Never worry about running out of your favorite gluten-free flour again. Once you understand how different types of flours work, you can easily substitute one for the other as long as you make adjustments along the way. Coconut flour is packed with flavor and fiber, making it a versatile option as a gluten-free, low-carbohydrate flour. It adds a lighter texture than other nut flours but tends to absorb more liquid. For this reason, your recipe will likely require less liquid and eggs when you use a coconut flour substitute.
Coconut flour is usually used in combination with other flours for optimal results. Some ideas for making your own gluten-free blends that don’t use coconut flour include:
All Purpose Blend: Combine 1/2 cup rice flour, 1/4 cup tapioca flour and 1/4 cup potato starch or cornstarch.
High Protein Blend: Combine 1 1/2 cups white rice flour with 1 3/4 cups tapioca flour and 2 1/4 cups soy flour. Alternatively, combine 1 3/4 cups white rice flour with 1 1/4 cups tapioca flour, 1 3/4 cups soy flour and 1/2 cup of whey powder.

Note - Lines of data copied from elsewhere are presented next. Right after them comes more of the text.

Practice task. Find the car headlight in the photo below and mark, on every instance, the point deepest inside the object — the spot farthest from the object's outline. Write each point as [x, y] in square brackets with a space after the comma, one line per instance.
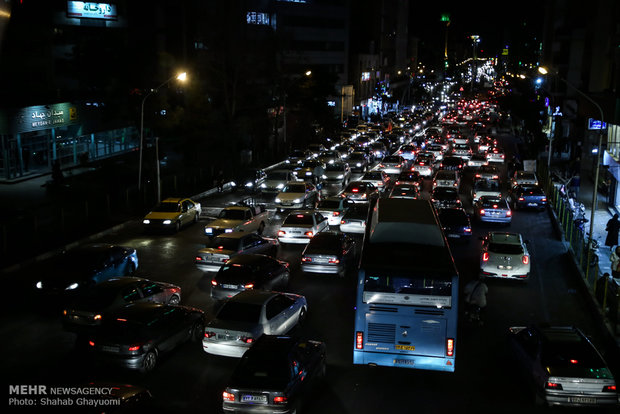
[72, 286]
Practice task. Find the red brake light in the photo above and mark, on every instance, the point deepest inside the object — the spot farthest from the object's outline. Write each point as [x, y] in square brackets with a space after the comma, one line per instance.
[359, 340]
[279, 400]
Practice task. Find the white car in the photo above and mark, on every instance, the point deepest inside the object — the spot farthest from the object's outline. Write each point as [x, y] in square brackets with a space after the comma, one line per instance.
[300, 226]
[504, 256]
[296, 195]
[378, 178]
[248, 315]
[524, 177]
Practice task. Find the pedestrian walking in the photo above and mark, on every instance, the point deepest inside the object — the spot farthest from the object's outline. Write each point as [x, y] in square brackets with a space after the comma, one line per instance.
[612, 228]
[615, 262]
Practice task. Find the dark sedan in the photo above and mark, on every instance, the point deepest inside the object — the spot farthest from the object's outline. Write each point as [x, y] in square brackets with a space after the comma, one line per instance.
[455, 223]
[528, 197]
[85, 266]
[90, 308]
[137, 335]
[249, 271]
[328, 252]
[274, 375]
[445, 197]
[562, 367]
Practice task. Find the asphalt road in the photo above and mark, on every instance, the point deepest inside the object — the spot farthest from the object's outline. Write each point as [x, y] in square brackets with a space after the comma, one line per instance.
[36, 350]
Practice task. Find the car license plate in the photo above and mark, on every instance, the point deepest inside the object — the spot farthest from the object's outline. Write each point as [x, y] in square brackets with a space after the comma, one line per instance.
[582, 400]
[254, 398]
[404, 347]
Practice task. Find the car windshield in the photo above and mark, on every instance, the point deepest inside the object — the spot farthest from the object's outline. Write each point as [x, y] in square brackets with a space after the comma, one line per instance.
[167, 208]
[294, 219]
[410, 284]
[294, 188]
[231, 214]
[504, 248]
[277, 176]
[235, 311]
[224, 243]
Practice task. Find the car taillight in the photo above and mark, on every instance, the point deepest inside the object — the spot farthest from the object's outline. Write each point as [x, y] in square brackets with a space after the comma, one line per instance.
[359, 340]
[280, 400]
[553, 386]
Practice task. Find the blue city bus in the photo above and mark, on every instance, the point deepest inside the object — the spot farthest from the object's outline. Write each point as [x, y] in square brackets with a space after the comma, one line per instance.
[407, 290]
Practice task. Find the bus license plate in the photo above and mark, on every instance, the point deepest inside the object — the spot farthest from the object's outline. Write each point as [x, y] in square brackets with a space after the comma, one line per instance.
[582, 400]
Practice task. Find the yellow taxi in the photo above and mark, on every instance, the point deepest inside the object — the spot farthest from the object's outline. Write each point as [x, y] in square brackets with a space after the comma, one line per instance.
[172, 214]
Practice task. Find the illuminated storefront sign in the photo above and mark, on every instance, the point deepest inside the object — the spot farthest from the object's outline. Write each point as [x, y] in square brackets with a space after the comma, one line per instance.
[34, 118]
[88, 10]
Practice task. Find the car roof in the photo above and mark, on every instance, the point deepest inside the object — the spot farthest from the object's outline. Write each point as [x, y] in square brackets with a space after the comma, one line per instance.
[504, 238]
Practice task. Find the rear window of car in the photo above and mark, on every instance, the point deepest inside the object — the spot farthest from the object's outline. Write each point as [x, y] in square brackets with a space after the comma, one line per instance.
[294, 219]
[240, 312]
[503, 248]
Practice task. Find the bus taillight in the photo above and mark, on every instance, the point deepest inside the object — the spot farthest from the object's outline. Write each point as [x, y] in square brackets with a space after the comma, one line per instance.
[450, 347]
[359, 340]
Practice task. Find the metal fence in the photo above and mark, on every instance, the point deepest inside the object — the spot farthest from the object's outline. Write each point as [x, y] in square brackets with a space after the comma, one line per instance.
[604, 289]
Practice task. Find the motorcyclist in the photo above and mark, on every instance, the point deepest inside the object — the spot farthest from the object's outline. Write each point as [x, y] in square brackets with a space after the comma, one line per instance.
[476, 299]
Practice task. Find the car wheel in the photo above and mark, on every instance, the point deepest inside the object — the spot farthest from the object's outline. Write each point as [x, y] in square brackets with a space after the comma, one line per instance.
[149, 362]
[197, 331]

Because coconut flour soaks up more liquid than nearly any other type of flour, recipes that include it also include additional eggs and liquid to compensate for its absorbent nature. For example, you can use 1/4 to 1/3 cup of coconut flour as a substitute for 1 cup of all-purpose flour. Additionally, you need six beaten eggs and 1 cup of liquid for every 1 cup of coconut flour. Not all gluten-free and low-carbohydrate flours perform the same way, which means you typically need to adjust the eggs and liquids in any recipe that calls for coconut flour to compensate for the lower absorption rate of the substitute flour.
Research recipes that use your chosen coconut flour substitute. Let that information guide you regarding the necessary amount of eggs and other liquids.